The only way you’ll truly know your DTI is by speaking to a trusted mortgage lender (contact us for a list of our vetted lenders).
Improving Your DTI
Whether you know you have a less-than-ideal DTI, or you’re totally guessing, you might be wondering how you can achieve financial greatness and make it better! Let’s discuss some methods:
- Ditch the Hulu subscription… or that unused gym membership, meal plan or anything else you really don’t need right now. Unnecessary expenses weigh down your budget and your debt will look much healthier if you resist impulse buys and cancel payments that aren’t essential.
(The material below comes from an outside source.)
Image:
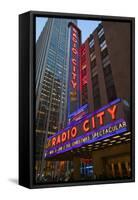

- Increasing that income. It might seem obvious that to improve DTI you need to simply increase the “I” part, but there are many different ways of doing this other than hoping for a raise at work. Side hustles have never been easier to monetize, whether that’s becoming a house sitter, selling handmade products on Etsy, or even getting sponsored brand deals on Tiktok. Just be sure to keep track of your income and expenses for tax purposes.
- Be smart about debt. Reducing debt is the goal, but you need a prioritization strategy. A quality mortgage lender will be able to assess your borrowings and their interest rates, and show you where you could consolidate debt to improve your DTI.
Boosting your DTI is a marathon, not a sprint. It takes time and dedication to see those numbers improve, so arm yourself with a team of experts (starting with a mortgage lender and local real estate agent) and you’ll be on your way in no time.